Young Catholics from all over the world are going to Krakow for World Youth Day. They will be joined in Poland by Pope Francis later on Wednesday.
The festival officially began on Tuesday with an opening Mass led by Cardinal Stanisław Dziwisz, the archbishop of Krakow.
The head of the Roman Catholic Church, Pope Francis, has already arrived in Poland. This visit is eagerly awaited by hundreds of thousands of pilgrims who have flocked to this country from around the world. Up to two million people are expected.
During his trip, Pope Francis will hear confessions, break bread and lead a prayer vigil with several selected groups of young Catholics. The pontiff will also visit the former Nazi camps at Auschwitz and Birkenau, where he has asked that those in attendance offer prayers and tears rather than speeches.

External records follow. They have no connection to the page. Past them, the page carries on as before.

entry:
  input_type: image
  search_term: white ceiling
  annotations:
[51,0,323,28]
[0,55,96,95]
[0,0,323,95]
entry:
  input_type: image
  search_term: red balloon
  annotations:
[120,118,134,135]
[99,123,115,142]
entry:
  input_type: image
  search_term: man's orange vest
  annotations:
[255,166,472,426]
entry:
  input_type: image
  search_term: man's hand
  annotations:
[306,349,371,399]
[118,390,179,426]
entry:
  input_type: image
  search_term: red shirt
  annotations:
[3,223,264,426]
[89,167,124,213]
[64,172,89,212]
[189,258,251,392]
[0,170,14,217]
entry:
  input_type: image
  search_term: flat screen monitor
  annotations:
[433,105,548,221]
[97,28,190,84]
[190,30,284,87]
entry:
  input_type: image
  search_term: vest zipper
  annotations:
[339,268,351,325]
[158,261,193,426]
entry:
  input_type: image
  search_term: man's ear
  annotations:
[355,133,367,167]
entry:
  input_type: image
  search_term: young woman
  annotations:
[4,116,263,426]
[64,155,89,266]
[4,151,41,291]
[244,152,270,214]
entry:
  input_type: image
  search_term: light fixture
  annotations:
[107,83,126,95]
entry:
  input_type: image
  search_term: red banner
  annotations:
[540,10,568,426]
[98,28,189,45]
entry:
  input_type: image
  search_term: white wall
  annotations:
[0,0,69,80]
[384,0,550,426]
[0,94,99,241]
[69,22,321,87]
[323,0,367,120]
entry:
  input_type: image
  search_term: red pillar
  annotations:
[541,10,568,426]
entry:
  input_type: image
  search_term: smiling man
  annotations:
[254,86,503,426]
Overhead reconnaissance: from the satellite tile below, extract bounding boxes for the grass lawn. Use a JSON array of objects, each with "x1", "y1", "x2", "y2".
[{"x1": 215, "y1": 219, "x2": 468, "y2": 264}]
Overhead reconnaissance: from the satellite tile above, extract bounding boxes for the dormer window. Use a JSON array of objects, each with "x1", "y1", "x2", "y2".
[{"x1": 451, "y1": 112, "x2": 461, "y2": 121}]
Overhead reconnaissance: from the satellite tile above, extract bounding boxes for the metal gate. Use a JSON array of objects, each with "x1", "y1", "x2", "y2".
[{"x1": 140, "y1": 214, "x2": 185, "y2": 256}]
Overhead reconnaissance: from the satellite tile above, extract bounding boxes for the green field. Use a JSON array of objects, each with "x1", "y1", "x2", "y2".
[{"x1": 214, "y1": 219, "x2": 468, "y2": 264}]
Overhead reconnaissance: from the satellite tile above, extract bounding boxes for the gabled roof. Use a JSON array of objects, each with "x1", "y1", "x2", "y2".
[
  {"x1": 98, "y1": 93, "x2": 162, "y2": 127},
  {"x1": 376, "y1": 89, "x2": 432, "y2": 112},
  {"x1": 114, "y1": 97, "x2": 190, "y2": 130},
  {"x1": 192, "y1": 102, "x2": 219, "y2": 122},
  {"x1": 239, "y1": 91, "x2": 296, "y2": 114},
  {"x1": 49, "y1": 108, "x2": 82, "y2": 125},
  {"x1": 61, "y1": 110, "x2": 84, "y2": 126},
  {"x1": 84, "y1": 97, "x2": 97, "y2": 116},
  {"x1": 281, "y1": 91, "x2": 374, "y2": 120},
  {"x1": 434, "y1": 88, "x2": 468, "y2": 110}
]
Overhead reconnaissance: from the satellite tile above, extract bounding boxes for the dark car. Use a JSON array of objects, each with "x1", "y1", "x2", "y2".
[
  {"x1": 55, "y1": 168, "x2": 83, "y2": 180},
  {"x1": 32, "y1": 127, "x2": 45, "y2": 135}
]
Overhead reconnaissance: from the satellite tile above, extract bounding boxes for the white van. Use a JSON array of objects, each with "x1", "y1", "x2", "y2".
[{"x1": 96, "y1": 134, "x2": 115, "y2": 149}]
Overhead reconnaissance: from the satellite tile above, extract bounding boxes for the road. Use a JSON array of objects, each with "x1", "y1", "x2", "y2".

Initiated by Pope John Paul II in 1985, the event takes place roughly every three years and gives young Catholics an opportunity to celebrate their faith in the company of their pontiff. John Paul the second holds an iconic status in Poland.
But many Catholics in the conservative Poland are said to be concerned about calls by Pope Francis for a change in attitudes towards a more inclusive and merciful church. Meeting between Francis and the Polish Church will be challenging for both sides.
The visit of pontific is overshadowed by the murder of catholic bishop in France by ISIS member. He has already voiced "pain and horror" at the "barbaric killing" of French priest Jacques Hamel in Normandy and is set to use his address in Krakow to condemn religious violence and the persecution of Christians while also warning Europe not to fall prey to xenophobia.